| Literature DB >> 30255008 |
Qiang Zhang1, Jin Li2, Alistair Middleton2, Sudin Bhattacharya3, Rory B Conolly4.
Abstract
Chemical toxicity testing is moving steadily toward a human cell and organoid-based in vitro approach for reasons including scientific relevancy, efficiency, cost, and ethical rightfulness. Inferring human health risk from chemical exposure based on in vitro testing data is a challenging task, facing various data gaps along the way. This review identifies these gaps and makes a case for the in silico approach of computational dose-response and extrapolation modeling to address many of the challenges. Mathematical models that can mechanistically describe chemical toxicokinetics (TK) and toxicodynamics (TD), for both in vitro and in vivo conditions, are the founding pieces in this regard. Identifying toxicity pathways and in vitro point of departure (PoD) associated with adverse health outcomes requires an understanding of the molecular key events in the interacting transcriptome, proteome, and metabolome. Such an understanding will in turn help determine the sets of sensitive biomarkers to be measured in vitro and the scope of toxicity pathways to be modeled in silico. In vitro data reporting both pathway perturbation and chemical biokinetics in the culture medium serve to calibrate the toxicity pathway and virtual tissue models, which can then help predict PoDs in response to chemical dosimetry experienced by cells in vivo. Two types of in vitro to in vivo extrapolation (IVIVE) are needed. (1) For toxic effects involving systemic regulations, such as endocrine disruption, organism-level adverse outcome pathway (AOP) models are needed to extrapolate in vitro toxicity pathway perturbation to in vivo PoD. (2) Physiologically-based toxicokinetic (PBTK) modeling is needed to extrapolate in vitro PoD dose metrics into external doses for expected exposure scenarios. Linked PBTK and TD models can explore the parameter space to recapitulate human population variability in response to chemical insults. While challenges remain for applying these modeling tools to support in vitro toxicity testing, they open the door toward population-stratified and personalized risk assessment.Entities:
Keywords: computational modeling; extrapolation; in vitro; in vivo; point of departure; risk assessment; toxicity pathway
Year: 2018 PMID: 30255008 PMCID: PMC6141783 DOI: 10.3389/fpubh.2018.00261
Source DB: PubMed Journal: Front Public Health ISSN: 2296-2565
Figure 1Schematic illustration of the workflow of computational approaches supporting dose-response modeling and in vivo extrapolation based on in vitro testing data.
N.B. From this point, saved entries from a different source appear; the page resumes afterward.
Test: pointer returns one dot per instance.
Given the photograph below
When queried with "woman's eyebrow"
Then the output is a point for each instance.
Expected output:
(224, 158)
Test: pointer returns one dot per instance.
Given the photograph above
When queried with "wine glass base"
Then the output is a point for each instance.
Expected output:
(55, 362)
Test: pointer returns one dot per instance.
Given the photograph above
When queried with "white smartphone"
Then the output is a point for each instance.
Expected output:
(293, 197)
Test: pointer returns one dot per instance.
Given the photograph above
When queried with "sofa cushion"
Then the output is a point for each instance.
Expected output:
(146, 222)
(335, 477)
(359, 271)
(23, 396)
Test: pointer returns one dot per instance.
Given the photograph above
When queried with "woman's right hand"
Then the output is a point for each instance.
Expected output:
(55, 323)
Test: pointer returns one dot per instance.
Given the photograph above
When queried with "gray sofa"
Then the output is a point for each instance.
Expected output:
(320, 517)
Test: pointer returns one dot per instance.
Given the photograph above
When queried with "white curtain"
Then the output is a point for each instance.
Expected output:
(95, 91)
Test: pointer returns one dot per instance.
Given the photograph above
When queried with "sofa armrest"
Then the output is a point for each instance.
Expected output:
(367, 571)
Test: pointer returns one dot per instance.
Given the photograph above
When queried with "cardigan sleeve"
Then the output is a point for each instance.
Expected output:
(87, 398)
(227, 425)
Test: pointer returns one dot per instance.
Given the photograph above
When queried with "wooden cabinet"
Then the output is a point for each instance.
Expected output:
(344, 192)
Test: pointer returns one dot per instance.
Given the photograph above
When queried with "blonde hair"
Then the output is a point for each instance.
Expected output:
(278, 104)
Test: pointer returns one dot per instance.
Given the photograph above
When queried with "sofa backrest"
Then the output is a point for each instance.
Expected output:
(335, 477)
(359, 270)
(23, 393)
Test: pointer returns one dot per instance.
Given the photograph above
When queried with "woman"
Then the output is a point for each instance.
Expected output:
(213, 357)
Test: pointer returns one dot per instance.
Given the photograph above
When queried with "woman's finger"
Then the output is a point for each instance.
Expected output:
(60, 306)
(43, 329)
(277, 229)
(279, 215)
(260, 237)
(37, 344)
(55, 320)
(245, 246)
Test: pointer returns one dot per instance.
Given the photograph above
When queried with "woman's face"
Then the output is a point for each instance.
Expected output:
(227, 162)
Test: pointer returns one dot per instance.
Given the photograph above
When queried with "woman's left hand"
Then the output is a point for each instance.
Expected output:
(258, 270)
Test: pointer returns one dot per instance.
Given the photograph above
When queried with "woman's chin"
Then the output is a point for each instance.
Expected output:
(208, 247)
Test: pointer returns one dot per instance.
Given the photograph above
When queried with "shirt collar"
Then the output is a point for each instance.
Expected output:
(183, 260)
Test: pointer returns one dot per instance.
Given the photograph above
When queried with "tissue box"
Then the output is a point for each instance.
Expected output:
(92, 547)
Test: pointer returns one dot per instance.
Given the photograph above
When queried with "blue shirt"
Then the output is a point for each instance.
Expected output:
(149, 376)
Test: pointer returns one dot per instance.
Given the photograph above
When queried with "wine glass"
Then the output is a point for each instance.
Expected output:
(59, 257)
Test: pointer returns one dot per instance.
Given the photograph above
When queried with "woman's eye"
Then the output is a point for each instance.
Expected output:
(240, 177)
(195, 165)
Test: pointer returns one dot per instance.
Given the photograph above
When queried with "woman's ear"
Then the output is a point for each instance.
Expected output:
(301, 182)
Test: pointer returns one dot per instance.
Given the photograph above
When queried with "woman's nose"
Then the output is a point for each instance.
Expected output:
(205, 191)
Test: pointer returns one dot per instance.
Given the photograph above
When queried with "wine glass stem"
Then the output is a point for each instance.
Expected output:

Figure 2Schematic illustration of PoD resulting from perturbation of stress pathways and bistable gene networks. (A) A simplified view of a cellular stress response network where posttranslational control (dashed arrow) increases the activities of stress proteins and transcriptional control activated by transcription factor (TF) increases the abundance of stress proteins. (B) Chemical concentration-dependent transition of the stress response. At low chemical concentrations, the activities of basal, preexisting stress proteins are augmented (through posttranslational control) to maintain homeostasis of the cellular state and specialized cell function and fitness are intact. When the chemical concentration reaches a level that maximizes the activities of the preexisting stress proteins, transcriptional control is initiated to increase the abundance of stress proteins to continue to maintain homeostasis and survival. The onset of transcriptional control may define a PoD because specialized function/fitness may be compromised due to translational and metabolic reprogramming (not shown and refer to main text for details) associated with transcriptional control. (C) Cellular phenotype can be determined by the state of a gene network which can be perturbed by chemicals. (D) If the gene network forms a bistable switch, the bifurcation point of the network defines a PoD. For chemical concentrations below the PoD concentration, cells remain in the normal state; for chemical concentrations above the PoD concentration, cells switch to the adverse state. Gene expression levels can exhibit different variabilities depending on the cellular state. When normal-state cells are exposed to chemical concentrations well below the PoD concentration, the variability of gene expression within the bistable gene network is small (blue dots on the far left of the curve, representing gene expression levels in single cells). When normal-state cells are close to the PoD, gene expression variability dramatically increases (blue dots close to PoD). Once cells switch to the adverse state, gene expression variability decreases again (blue dots on the top curve). Refer to main text for further details.